GNN dataset class defined (FIXED: returns tokenized inputs, includes NEI)


In [9]:
# Training Setup
# Initialize model
model = GNNClaimVerifier(
    model_name=MODEL_NAME,
    gnn_hidden_dim=GNN_HIDDEN_DIM,
    gnn_num_layers=GNN_NUM_LAYERS,
    gnn_num_heads=GNN_NUM_HEADS,
    gnn_dropout=GNN_DROPOUT,
    use_hybrid=USE_HYBRID
).to(device)

print(f"Model parameters: {sum(p.numel() for p in model.parameters()):,}")
print(f"Trainable parameters: {sum(p.numel() for p in model.parameters() if p.requires_grad):,}")

# Create datasets
train_dataset = SciFactGNNDataset(
    train_claims, corpus, model.tokenizer, device,
    max_sentences=MAX_SENTENCES,
    similarity_threshold=SIMILARITY_THRESHOLD,
    mode='train',
    negative_ratio=NEGATIVE_RATIO
)

dev_dataset = SciFactGNNDataset(
    dev_claims, corpus, model.tokenizer, device,
    max_sentences=MAX_SENTENCES,
    similarity_threshold=SIMILARITY_THRESHOLD,
    mode='dev'
)

# Custom collate function
def collate_graphs(batch):
    claim_tokens_list = [item['claim_tokens'] for item in batch]
    sentence_tokens_lists = [item['sentence_tokens_list'] for item in batch]
    num_sentences_list = [item['num_sentences'] for item in batch]
    similarity_thresholds = [item['similarity_threshold'] for item in batch]
    labels = torch.stack([item['label'] for item in batch])
    evidence_masks = torch.stack([item['evidence_mask'] for item in batch])

    return {
        'claim_tokens_list': claim_tokens_list,
        'sentence_tokens_lists': sentence_tokens_lists,
        'num_sentences_list': num_sentences_list,
        'similarity_thresholds': similarity_thresholds,
        'labels': labels,
        'evidence_masks': evidence_masks
    }
train_loader = DataLoader(train_dataset, batch_size=BATCH_SIZE, shuffle=True, collate_fn=collate_graphs)
dev_loader = DataLoader(dev_dataset, batch_size=BATCH_SIZE, shuffle=False, collate_fn=collate_graphs)

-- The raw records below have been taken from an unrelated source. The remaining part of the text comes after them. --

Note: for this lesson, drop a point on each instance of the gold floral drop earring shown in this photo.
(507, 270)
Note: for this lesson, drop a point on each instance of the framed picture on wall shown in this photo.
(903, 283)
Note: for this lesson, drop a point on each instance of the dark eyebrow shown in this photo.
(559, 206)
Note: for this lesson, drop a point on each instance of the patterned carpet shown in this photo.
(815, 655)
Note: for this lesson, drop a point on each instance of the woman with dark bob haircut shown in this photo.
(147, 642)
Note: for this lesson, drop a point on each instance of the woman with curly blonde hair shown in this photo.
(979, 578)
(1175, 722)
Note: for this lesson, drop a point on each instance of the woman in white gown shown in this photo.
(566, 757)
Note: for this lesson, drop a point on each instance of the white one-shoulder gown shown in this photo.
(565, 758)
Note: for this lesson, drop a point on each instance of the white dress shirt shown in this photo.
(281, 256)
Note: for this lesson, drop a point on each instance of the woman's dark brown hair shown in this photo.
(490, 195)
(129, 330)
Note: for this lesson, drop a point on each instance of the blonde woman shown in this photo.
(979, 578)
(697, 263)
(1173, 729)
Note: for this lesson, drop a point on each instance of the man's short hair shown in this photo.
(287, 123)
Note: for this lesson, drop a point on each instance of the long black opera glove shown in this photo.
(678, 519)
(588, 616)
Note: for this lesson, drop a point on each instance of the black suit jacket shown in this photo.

print(f"Training batches: {len(train_loader)}")
print(f"Dev batches: {len(dev_loader)}")

# Optimizer and loss
optimizer = torch.optim.AdamW(model.parameters(), lr=LEARNING_RATE)
label_criterion = nn.CrossEntropyLoss()
evidence_criterion = nn.BCEWithLogitsLoss()

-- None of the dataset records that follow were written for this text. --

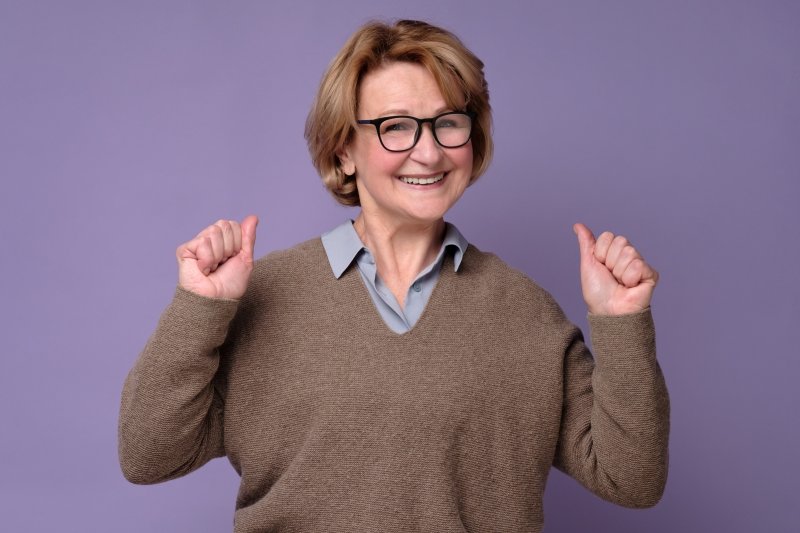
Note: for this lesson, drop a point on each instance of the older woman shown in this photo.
(389, 376)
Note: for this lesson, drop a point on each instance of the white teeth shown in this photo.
(422, 181)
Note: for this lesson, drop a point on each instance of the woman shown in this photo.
(389, 376)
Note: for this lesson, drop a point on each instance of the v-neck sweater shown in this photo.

print("Training setup complete")


The secret `HF_TOKEN` does not exist in your Colab secrets.
To authenticate with the Hugging Face Hub, create a token in your settings tab (https://huggingface.co/settings/tokens), set it as secret in your Google Colab and restart your session.
You will be able to reuse this secret in all of your notebooks.
Please note that authentication is recommended but still optional to access public models or datasets.


Model parameters: 114,976,260
Trainable parameters: 114,976,260
Dataset: 656 examples (505 positive, 151 negative)
Dataset: 300 examples (dev)
Training batches: 164
Dev batches: 75
Training setup complete


In [10]:
# Training Loop
from tqdm import tqdm
import os

model.train()
os.makedirs('models/claim_verifier', exist_ok=True)

for epoch in range(EPOCHS):
    total_loss = 0
    correct = 0
    total = 0

    progress_bar = tqdm(train_loader, desc=f"Epoch {epoch+1}/{EPOCHS}")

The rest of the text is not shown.